Anxiety, Fatigue, and Coping
First some context: it would be impossible to be diagnosed with breast cancer, undergo cancer surgery, and not feel anxious. Through the years, I have learned not to make any assumptions about a woman's usual state of mind based on her mood and coping when I meet her in the early days of breast cancer. No one is at her best, and most of us are quite overwhelmed with anxiety and sadness. There are two general kinds of anxiety which mental health people think of as "trait anxiety" and "state anxiety". Trait anxiety refers to something that is part of a person's personality and baseline coping; some people are just generally anxious. State anxiety refers to anxiety that is generated by an event or situation, and surely a cance dignosis would quality.
If you would like a bit more of an explanation, click here.
The second part of today's equation is fatigue. Again, we have different baselines of fatigue and energy level. Some people sleep better than others, and we maintain different schedules and routines. There are people who are always tired, and others who are generally well-rested and energetic. Add a new cancer diagnosis and it is safe to assume that everyone is sleeping less well, ruminating in the middle of the night, and feeling more depleted and tired. For some women, this state of exhaustion is a real hindrance to functioning, worse than anything that can be helped with a cup of coffee or a short walk or a nap. (And this leads to an aside: I recently read a study that asked people, who were feeling tired, to do one of those three things. The people who took a ten minute walk felt best.)
This is an article from PsychoOncology about the relationships between anxiety, fatigue, and coping after surgery. Bottom line: women who had trait anxiety had a more difficult time. Here is the abstract and then a link to read more:
What is the relationship between trait anxiety and depressive symptoms, fatigue, and low sleep quality following breast cancer surgery?
J. P. M. Lockefeer1* and J. De Vries2,3 1Department of Medical Psychology, TweeSteden Hospital, Tilburg, The Netherlands 2Centre of Research on Psychology in Somatic Diseases, Department of Medical Psychology and Neuropsychology, Tilburg University, Tilburg, The Netherlands 3Department of Medical Psychology, St Elisabeth Hospital, Tilburg, The Netherlands Abstract
Background: Depressive symptoms, fatigue, and low sleep quality are common symptoms during and after breast cancer (BC) treatment. In the present study, the relationship between trait anxiety and these symptoms in a long follow-up period was examined.
Methods: This was a prospective study. Participants, composed of 163 women with BC and 224 women with benign breast problems (BBPs), completed questionnaires on depressive symptoms, fatigue, and sleep quality before diagnosis and 1, 3, 6, 12, and 24 months after diagnosis (BBP group) or surgical treatment (BC group). In addition, patients completed a questionnaire on trait anxiety before diagnosis.

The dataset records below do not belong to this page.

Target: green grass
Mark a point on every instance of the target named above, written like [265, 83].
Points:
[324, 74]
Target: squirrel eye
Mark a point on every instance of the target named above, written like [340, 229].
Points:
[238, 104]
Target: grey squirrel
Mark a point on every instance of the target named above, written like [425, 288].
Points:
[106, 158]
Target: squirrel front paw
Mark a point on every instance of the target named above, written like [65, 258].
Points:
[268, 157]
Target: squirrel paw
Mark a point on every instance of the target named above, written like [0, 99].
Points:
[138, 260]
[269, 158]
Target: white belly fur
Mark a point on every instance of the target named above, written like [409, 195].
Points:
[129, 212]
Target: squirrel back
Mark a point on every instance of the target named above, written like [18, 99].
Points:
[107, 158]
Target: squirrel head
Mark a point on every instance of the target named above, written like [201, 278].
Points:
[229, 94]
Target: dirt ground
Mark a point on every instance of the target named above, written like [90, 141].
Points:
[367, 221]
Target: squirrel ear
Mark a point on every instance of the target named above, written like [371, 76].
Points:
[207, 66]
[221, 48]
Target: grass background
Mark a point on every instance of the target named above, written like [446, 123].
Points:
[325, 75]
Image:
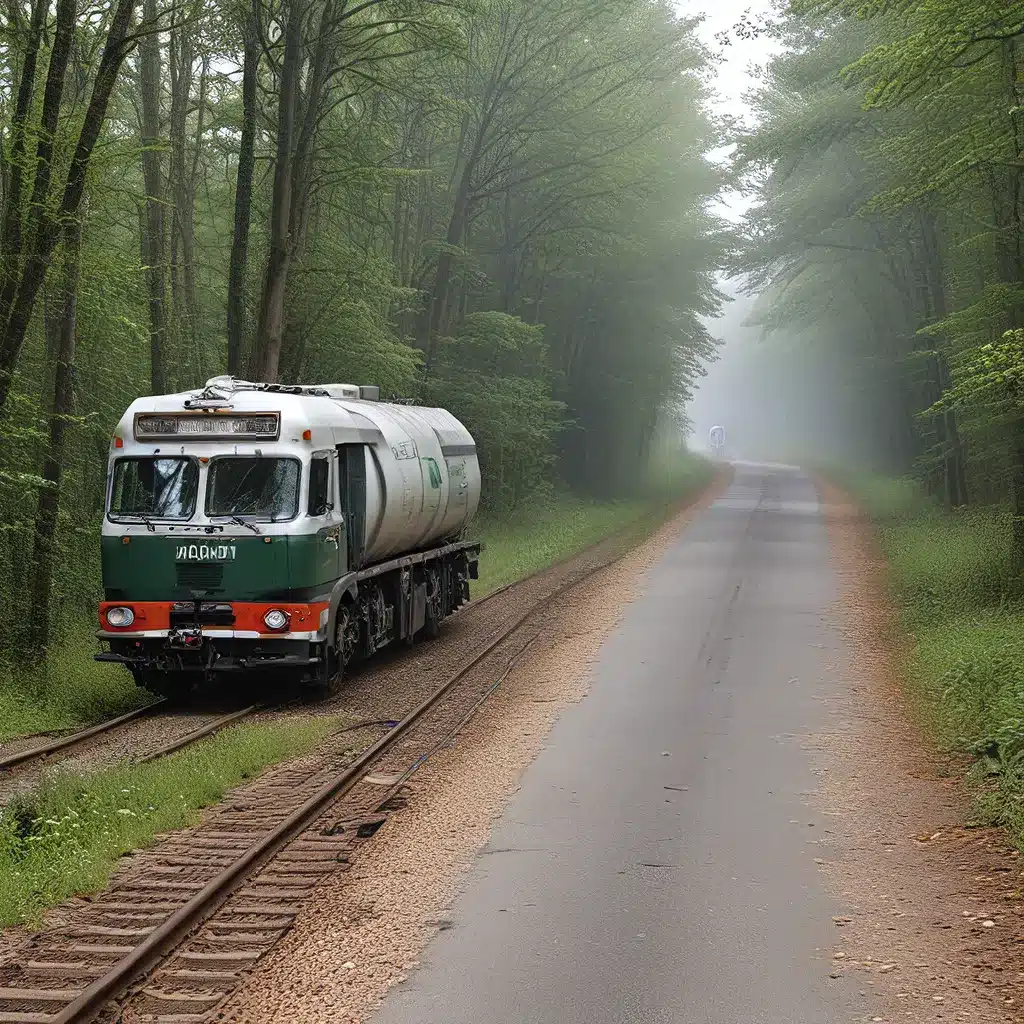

Results and Conclusions: Trait anxiety was the most signi?cant predictor for depressive symptoms ( p < 0.001) and lower sleep quality ( p = 0.040) at 2-year follow-up. For fatigue, fatigue at baseline and trait anxiety together was the most important predictor ( p < 0.001). Linear mixed model analyses showed that there was an interaction effect of time with trait anxiety and with diagnosis for depressive symptoms ( p = 0.001 and p < 0.001) and fatigue ( p = 0.004 and p < 0.001). There was no interaction effect of time with trait anxiety or diagnosis for sleep quality ( p = 0.055 and p = 0.225). Together with diagnosis, trait anxiety was an important determinant of depressive symptoms, fatigue, and low sleep quality following diagnosis of BBP or BC and seemed to be a common factor in these persisting symptoms.